Inwieweit es praktikabel ist, die „autobiografische ,Wahrheit‘ der Einzelnen“ (249) mithilfe der von der Autorin präferierten Methode des Interviews zu finden, wäre zu überprüfen. Gemeinhin tendieren Menschen in Interviewsituationen dazu, sich im Sinne eines Selbstschutzes und einer sozialen Erwünschtheit möglichst positiv darzustellen bzw. so zu antworten, wie sie meinen, dass es andere von ihnen erwarten. Das dürfte vor allem bei Themen der Fall sein, die in die eigene Intimsphäre hineinragen. Auf die Frage hin, wie man zu der Person wurde, die man heute ist, wird auffallend oft betont, dass es offenbar „schon immer“ der Wunsch war, das Geschlecht zu wechseln. Dass die Befragten daran orientiert sind, ihren Biografieverlauf und ihr „Gewordensein“ zu plausibilisieren, ja zu legitimieren, dürfte vermutlich nicht das erste Mal, sondern bereits in diversen früheren Gesprächen (bzw. Befragungssituationen) mit anderen Personen der Fall gewesen sein. – Und dass der besagte Wunsch „schon immer“ vorhanden war, ist schließlich auch für die Erstellung eines (den medizinischen Maßnahmen vorausgehenden) psychologischen Gutachtens ein nicht unbedeutender Aspekt.
In einer Weise, wie man es sonst wohl eher in der populärwissenschaftlichen Literatur erwartet hätte, wirkt das Resümee der Autorin ideologisch überfrachtet.
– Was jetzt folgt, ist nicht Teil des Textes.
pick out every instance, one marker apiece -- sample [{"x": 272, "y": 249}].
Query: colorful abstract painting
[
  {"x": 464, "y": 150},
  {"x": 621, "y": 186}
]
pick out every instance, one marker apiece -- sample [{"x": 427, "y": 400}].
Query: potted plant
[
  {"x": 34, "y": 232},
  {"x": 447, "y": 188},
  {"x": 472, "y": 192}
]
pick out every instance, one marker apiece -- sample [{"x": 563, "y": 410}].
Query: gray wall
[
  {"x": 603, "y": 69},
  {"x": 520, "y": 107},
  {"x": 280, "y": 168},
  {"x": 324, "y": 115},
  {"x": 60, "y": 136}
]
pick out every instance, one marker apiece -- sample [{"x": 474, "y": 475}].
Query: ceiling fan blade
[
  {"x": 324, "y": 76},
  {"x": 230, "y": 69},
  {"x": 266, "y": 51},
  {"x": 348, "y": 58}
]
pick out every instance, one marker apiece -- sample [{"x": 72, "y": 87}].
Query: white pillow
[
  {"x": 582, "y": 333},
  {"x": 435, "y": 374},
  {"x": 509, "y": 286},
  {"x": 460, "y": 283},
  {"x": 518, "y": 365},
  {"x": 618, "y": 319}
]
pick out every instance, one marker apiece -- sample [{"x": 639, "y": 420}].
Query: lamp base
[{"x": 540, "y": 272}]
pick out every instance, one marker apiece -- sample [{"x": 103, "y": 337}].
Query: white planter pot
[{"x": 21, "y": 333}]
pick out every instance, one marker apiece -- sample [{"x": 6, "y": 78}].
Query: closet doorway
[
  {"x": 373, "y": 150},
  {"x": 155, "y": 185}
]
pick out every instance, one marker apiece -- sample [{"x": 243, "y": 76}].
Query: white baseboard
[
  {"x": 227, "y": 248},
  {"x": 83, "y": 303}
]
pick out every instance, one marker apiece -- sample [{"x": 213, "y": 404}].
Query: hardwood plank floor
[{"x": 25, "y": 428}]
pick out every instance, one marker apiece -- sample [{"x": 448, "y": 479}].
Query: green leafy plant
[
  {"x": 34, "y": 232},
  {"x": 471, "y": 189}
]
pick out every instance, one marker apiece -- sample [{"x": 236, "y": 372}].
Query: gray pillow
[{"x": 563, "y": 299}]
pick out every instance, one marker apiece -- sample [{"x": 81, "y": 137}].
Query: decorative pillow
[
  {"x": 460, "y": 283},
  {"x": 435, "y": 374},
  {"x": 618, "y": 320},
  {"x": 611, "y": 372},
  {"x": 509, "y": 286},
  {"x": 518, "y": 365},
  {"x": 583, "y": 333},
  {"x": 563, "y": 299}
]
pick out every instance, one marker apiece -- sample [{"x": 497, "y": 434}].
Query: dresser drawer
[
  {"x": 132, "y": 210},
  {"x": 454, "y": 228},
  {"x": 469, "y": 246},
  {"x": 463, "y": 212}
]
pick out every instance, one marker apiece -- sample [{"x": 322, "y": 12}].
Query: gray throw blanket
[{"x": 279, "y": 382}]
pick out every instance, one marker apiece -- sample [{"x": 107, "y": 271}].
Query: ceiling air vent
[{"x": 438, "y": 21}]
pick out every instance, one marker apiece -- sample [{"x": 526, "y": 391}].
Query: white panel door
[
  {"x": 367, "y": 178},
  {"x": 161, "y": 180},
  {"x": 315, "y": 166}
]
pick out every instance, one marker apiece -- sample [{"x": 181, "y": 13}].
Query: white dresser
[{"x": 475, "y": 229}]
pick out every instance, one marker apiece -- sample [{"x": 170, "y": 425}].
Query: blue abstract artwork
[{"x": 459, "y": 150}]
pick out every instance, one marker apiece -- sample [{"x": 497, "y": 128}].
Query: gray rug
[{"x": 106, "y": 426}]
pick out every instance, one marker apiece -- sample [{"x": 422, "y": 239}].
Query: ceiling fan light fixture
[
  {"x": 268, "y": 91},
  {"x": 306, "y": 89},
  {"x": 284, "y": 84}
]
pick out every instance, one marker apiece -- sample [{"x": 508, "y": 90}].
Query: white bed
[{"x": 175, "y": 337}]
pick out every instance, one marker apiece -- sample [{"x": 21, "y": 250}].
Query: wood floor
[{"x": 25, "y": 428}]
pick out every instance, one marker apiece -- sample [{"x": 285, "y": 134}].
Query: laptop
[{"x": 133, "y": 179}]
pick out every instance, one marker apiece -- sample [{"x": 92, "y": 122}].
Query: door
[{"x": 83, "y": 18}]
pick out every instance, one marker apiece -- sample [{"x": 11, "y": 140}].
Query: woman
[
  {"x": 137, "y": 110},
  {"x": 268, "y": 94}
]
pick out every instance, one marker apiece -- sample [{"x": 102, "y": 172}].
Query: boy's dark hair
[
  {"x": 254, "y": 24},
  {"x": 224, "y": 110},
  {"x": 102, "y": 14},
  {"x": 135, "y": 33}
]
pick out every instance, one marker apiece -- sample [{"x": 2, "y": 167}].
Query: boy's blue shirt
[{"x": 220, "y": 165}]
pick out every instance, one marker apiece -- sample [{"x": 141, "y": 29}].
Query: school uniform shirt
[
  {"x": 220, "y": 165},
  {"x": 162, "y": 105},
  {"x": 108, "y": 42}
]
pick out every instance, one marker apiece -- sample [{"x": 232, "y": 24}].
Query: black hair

So wird in frappierender Häufigkeit „unsere Gesellschaft“ (260) angeprangert und mehr Toleranz und Freiheit im Hinblick auf Gender gefordert. „Eine größere Genderfreiheit würde“, wie Köbele konstatiert, „einen positiven Einfluss auf die Menschen haben.“ (260)
Sieht man jedoch über die genannten Kritikpunkte hinweg, so liegt ein über weite Strecken lesenswertes Buch vor. Die ausführliche Vorstellung der Interviewten hilft dem Leser, sich ein genaueres Bild von ihnen zumachen und sich annährend in ihre Lage zu versetzen. Der Verzicht auf ausufernde theoretische Auseinandersetzungen, eine leicht lesbare Ausdrucksweise und die anschauliche Beschreibung der Interviews machen das Buch einer breiten Leserschaft zugänglich – auch und vor allem einem Laienpublikum, welches sich mit dem Phänomen bislang noch wenig auseinandergesetzt hat. In den Darstellungen der Interviews nehmen die Zitate der ,Protagonisten‘ den größten Raum ein und wechseln sich mit eingeschobenen Zusammenfassungen, Interpretationen und Fragestellungen der Autorin ab. Mancher Leser könnte sich angesichts der hohen Zitatdichte etwas ,erschlagen‘ fühlen, für andere wiederum erlangt die Lektüre gerade hierdurch ihre Lebendigkeit. Fest steht jedenfalls, dass wohl in kaum einem anderen Buch über Transsexualität Betroffene so ausgiebig selbst zu Wort kommen.
Fazit
Das Buch gibt, auf nicht unproblematische Weise, spannende Einblicke in außergewöhnliche Lebenswelten und regt zu eigenen Reflexionen über die Rolle von Geschlecht und Identität in der modernen Gesellschaft an.